Car elles seront glorieuses, ces Trente globales qui propulsent pour plusieurs décennies l’économie mondiale à un rythme encore jamais vu. Car le monde émergent, de cerise sur le gâteau en devient lui-même une sacrée tranche en assurant les deux tiers de la croissance mondiale. C’est la première crise globale, qui réclame les premières solutions globales, dans le premier cycle long de la croissance globale. Le monde découvre cahin-caha les règles de fonctionnement de la globalisation. Tout événement particulier, comme la pièce du puzzle, doit être replacé dans le contexte de la mondialisation dont on cherche maladroitement à deviner les contours. Et d’un. L’hyper croissance mondiale entraîne une forte hausse du coût des produits de base (pétrole, gaz, métaux, produits alimentaires,…) ; mais le surplus considérable de main d’œuvre très bon marché des pays émergents coiffe les salaires, soumis désormais à la concurrence internationale, et enraye la spirale inflationniste mondiale. Les marchés de taux ne croient d’ailleurs pas à l’inflation, et ils ont très probablement raison. Or, ce fut toujours l’inflation qui sonna le tocsin de la croissance. Et de deux. Les circuits de l’argent global empruntent des labyrinthes inexplorés. Les excédents des pays exportateurs de produits de base et de main d’œuvre à bas coût ont été recyclés vers le pays déficitaires, surtout les Etats-Unis. Et de trois. Il n’y a aucun précédent à l’imbroglio mondial des changes qui, par miracle, n’a nullement affecté jusqu’ici l’hyper croissance mondiale.

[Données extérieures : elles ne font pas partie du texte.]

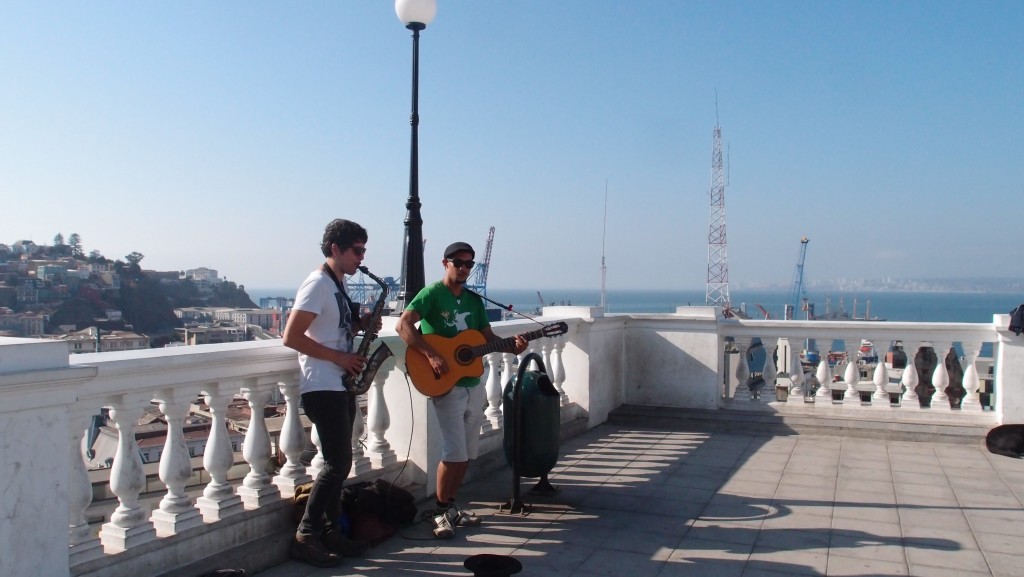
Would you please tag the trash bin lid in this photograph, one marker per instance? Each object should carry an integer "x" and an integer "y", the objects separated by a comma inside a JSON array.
[{"x": 487, "y": 565}]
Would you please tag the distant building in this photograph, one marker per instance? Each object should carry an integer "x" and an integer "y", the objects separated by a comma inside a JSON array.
[
  {"x": 22, "y": 324},
  {"x": 96, "y": 340},
  {"x": 211, "y": 334}
]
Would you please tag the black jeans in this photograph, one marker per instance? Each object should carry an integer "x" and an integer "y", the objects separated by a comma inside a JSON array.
[{"x": 333, "y": 413}]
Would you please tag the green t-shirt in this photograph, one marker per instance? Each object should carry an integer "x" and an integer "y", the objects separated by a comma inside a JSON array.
[{"x": 442, "y": 314}]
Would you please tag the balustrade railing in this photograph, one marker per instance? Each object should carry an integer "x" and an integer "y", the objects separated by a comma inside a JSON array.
[
  {"x": 865, "y": 364},
  {"x": 603, "y": 362}
]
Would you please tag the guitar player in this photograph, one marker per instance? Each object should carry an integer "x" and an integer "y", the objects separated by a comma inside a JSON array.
[{"x": 445, "y": 308}]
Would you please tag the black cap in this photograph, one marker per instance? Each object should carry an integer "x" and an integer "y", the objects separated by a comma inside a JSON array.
[{"x": 455, "y": 248}]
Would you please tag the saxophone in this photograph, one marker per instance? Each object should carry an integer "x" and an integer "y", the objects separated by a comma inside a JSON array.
[{"x": 359, "y": 383}]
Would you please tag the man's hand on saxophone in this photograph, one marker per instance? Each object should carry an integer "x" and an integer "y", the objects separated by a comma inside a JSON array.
[{"x": 352, "y": 363}]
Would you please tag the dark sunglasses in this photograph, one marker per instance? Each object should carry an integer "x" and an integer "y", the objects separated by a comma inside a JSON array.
[{"x": 459, "y": 262}]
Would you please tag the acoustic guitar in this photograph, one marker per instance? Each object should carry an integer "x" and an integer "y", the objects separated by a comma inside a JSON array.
[{"x": 464, "y": 354}]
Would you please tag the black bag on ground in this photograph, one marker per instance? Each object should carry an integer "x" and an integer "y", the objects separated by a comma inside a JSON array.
[{"x": 381, "y": 498}]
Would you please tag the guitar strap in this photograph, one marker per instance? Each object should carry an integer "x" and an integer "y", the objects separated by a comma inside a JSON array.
[{"x": 342, "y": 298}]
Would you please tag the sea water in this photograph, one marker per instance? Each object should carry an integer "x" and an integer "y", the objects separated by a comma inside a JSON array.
[{"x": 910, "y": 306}]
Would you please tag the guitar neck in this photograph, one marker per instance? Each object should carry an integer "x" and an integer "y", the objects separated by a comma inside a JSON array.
[{"x": 504, "y": 344}]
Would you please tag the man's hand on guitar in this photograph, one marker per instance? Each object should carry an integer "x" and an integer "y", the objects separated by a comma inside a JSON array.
[{"x": 437, "y": 363}]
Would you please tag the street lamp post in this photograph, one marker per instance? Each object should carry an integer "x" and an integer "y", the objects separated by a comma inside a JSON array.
[{"x": 416, "y": 14}]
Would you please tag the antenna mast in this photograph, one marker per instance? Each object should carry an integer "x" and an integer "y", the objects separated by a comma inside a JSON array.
[
  {"x": 718, "y": 266},
  {"x": 604, "y": 231}
]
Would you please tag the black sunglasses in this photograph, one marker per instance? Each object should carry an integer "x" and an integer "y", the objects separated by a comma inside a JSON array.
[{"x": 459, "y": 262}]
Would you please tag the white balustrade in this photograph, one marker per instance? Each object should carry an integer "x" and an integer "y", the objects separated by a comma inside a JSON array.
[
  {"x": 851, "y": 375},
  {"x": 909, "y": 381},
  {"x": 972, "y": 399},
  {"x": 129, "y": 525},
  {"x": 83, "y": 544},
  {"x": 292, "y": 442},
  {"x": 175, "y": 512},
  {"x": 360, "y": 461},
  {"x": 742, "y": 371},
  {"x": 557, "y": 370},
  {"x": 256, "y": 489},
  {"x": 769, "y": 372},
  {"x": 881, "y": 380},
  {"x": 128, "y": 384},
  {"x": 796, "y": 373},
  {"x": 218, "y": 500},
  {"x": 824, "y": 379},
  {"x": 493, "y": 414},
  {"x": 940, "y": 378}
]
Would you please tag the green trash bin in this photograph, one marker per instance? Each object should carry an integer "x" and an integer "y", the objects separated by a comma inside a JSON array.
[{"x": 540, "y": 417}]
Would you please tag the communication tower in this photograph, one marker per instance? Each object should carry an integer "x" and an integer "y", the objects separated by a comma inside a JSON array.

Donc notre flamboyant euro reste seul candidat à la hausse, malgré l’esthétique économique européenne seul candidat à la hausse, malgré l’asthénie économique européenne. Si 2008 est incertain, les années qui suivront paraissent assez limpides. Les boussoles s’affolent aujourd’hui, mais pour demain elles indiquent la direction sans hésitation : celle d’une longue et forte croissance mondiale tirée par l’Asie. Bien sûr, le ralentissement du Nord influencera fatalement les économies du Sud. Il aura fallu du temps pour que les Etats-Unis surpassent la « vielle Europe », et celle-ci n’y a rien perdu lorsque ce fut le cas. Il en faudra aussi pour que le centre de gravité de la planète change à nouveau de continent. Mais le mouvement clairement engagé, plus rapide que ne le dit le consensus, et plus profitable à tous que ne cherchent à le faire croire les perdants et les frileux, qu’il faut assister, mais pas écouter. Car la vraie menace de désastre mondial serait le réveil du protectionnisme sous toutes ses formes. C’est la leçon qu’il faut tirer de la crise de 1929 et des drames qui l’ont suivie. Lorsqu’on observe le pragmatisme actuel de Wall Street à l’égard des fonds souverains, on se prend à espérer en un avenir très brillant pour la planète entière, que les turbulences probables des prochains mois ne sauraient gâcher pour qui sait déchiffrer les hiéroglyphes des débuts de l’ère globale.